A disputa do presidente Gustavo Petro com alguns meios de comunicação colombianos tem um novo capítulo: uma enxurrada de críticas de ONGs e jornalistas recaiu sobre o líder de esquerda após ele se referir às mulheres repórteres como "bonecas da máfia".
Acusando-a de se aliar a criminosos, grandes empresários ou de "destruir" sua imagem, o presidente fez da chamada "imprensa tradicional" um objeto de ataques e de boa parte de seus frequentes comentários nas redes sociais.
Petro lançou sua última crítica durante a posse da primeira mulher como defensora do povo no país, em 30 de agosto: "As jornalistas do poder, as 'bonecas da máfia', construíram a tese do terrorismo no protesto e da criminalização do direito genuíno de protestar", referindo-se às violentas manifestações (2019-2021) contra o governo de direita anterior, fortemente reprimidas.
"Falo de jornalistas do establishment (...) pagas por poderes obscuros", disse ele, sem conseguir conter as críticas.
A controvérsia surgiu em "um dos países mais perigosos do continente para os jornalistas", com dois assassinatos de comunicadores neste ano, segundo a organização Repórteres Sem Fronteiras.
A Fundação para a Liberdade de Imprensa (Flip) denunciou que usuários da internet estão repercutindo o discurso de Petro "para emitir conteúdos violentos ou que reproduzem estereótipos de gênero".
A Flip alertou para um contexto perigoso, com 171 casos de agressões contra repórteres entre 2023 e 2024.
A própria defensora do povo nomeada na cerimônia, Iris Marín, rejeitou as declarações de Petro, afirmando que "não há espaço para estigmatizações ou ofensas contra as jornalistas. Nada justifica isso".
Na terça-feira, um advogado entrou com uma ação legal no Conselho de Estado para que o tribunal ordene que o presidente se desculpe pela expressão, diretamente ligada à cultura do narcotráfico do país, o maior produtor de cocaína do mundo.
- Diretriz inédita -
Petro mantém uma relação tensa com a imprensa, semelhante à de outros líderes da região, como o presidente do México, Andrés Manuel López Obrador, ou ex-presidentes como o brasileiro Jair Bolsonaro (2019-2022) e o equatoriano Rafael Correa (2007-2017). Mas é a primeira vez que ele ataca jornalistas pelo gênero.

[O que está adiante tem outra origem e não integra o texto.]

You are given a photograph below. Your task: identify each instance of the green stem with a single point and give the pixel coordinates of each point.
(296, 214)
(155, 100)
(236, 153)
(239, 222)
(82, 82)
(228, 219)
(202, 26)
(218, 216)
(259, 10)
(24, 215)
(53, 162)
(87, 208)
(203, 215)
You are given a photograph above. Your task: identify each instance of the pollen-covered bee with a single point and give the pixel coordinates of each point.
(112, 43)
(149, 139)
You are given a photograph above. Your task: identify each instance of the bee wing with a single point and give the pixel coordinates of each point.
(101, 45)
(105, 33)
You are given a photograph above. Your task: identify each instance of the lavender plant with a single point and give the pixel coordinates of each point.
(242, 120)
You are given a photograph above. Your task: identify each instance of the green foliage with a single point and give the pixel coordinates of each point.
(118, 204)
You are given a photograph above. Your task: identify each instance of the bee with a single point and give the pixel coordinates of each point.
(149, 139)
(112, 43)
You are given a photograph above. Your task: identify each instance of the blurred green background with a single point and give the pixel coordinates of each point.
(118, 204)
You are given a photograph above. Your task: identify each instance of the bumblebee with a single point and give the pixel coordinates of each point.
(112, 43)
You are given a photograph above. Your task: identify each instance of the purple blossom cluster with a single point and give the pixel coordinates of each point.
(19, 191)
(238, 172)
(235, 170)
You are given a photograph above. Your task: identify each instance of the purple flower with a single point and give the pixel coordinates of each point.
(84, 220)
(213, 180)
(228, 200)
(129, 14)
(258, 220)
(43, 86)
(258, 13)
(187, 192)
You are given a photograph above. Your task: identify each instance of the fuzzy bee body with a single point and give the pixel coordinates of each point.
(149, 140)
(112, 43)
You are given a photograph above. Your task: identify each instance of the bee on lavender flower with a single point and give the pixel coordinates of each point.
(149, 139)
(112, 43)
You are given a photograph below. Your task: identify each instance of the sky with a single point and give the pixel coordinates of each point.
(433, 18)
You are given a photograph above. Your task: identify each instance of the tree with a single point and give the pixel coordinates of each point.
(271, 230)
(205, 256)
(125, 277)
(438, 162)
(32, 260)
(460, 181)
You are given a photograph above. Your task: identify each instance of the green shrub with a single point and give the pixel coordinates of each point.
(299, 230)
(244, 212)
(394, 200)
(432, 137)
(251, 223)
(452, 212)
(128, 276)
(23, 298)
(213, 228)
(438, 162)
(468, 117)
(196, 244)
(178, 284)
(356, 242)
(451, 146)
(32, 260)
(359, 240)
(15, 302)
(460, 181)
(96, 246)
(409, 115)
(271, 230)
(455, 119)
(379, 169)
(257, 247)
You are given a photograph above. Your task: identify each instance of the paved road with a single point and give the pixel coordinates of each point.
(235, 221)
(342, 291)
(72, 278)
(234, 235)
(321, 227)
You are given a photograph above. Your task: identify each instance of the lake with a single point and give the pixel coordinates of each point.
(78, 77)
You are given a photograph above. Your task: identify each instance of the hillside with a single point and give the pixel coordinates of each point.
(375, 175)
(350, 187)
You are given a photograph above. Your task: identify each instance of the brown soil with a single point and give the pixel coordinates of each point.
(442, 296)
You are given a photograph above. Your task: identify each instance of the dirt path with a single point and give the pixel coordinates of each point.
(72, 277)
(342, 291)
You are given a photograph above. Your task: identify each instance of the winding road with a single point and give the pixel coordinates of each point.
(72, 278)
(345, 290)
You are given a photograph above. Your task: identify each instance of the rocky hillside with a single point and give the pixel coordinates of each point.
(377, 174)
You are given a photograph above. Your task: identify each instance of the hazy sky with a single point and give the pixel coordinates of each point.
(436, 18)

"A estigmatização mata, interrompe vidas, interrompe sonhos, interrompe carreiras (...) Além disso, evidencia um viés de gênero, um certo nível de misoginia e machismo", criticou a apresentadora Claudia Palacios em um vídeo enviado à AFP.
Outras figuras do jornalismo no país condenaram a postura de Petro, em uma discussão que se tornou tendência nas redes sociais.
Em meio à tempestade, Petro surpreendeu na segunda-feira ao assinar um decreto presidencial para evitar que funcionários públicos, incluindo ele próprio, seus ministros e outros altos funcionários, estigmatizem os meios de comunicação.
Pedro Vaca, relator para a Liberdade de Expressão da Organização dos Estados Americanos (OEA), que ajudou na elaboração do decreto, destacou que a Colômbia "é o primeiro país no hemisfério a adotar uma diretriz" desse tipo.
No entanto, durante a apresentação da iniciativa, Petro voltou a criticar o papel da imprensa.
Uma "oportunidade perdida" para reforçar o apoio ao jornalismo com um discurso "infeliz", considerou Jonathan Bock, diretor da Flip.
Consultada pela AFP, a Presidência apenas ressaltou a assinatura da diretriz e afirmou que o governo "reconhece o papel fundamental que as mulheres jornalistas desempenham no fortalecimento da democracia e na construção do debate público".
- "Desmedidas" -
A relação tensa de Petro com a mídia vem piorando há anos.
Entre suas inúmeras declarações, destaca-se uma em que ele acusou, em maio de 2023, "um setor da imprensa tradicional" de se aliar ao paramilitarismo para "desencadear um genocídio".
Em outra, de maio de 2024, Petro disse que, "apesar do intenso trabalho dos principais meios de comunicação tradicionais para destruir a imagem presidencial, eles não conseguiram".
Às vezes, desacredita jornalistas nominalmente. Em julho, o presidente publicou uma série de comentários contra María Jimena Duzán, que noticiou um suposto esquema de contratos irregulares em seu entorno, chamando esse trabalho de "jornalismo Mossad", em referência à agência de inteligência israelense.
"Observamos com preocupação um clima hostil para o trabalho jornalístico na Colômbia, exacerbado (...) pelas declarações desmedidas de Petro", alertou Carlos Jornet, da Sociedade Interamericana de Imprensa (SIP).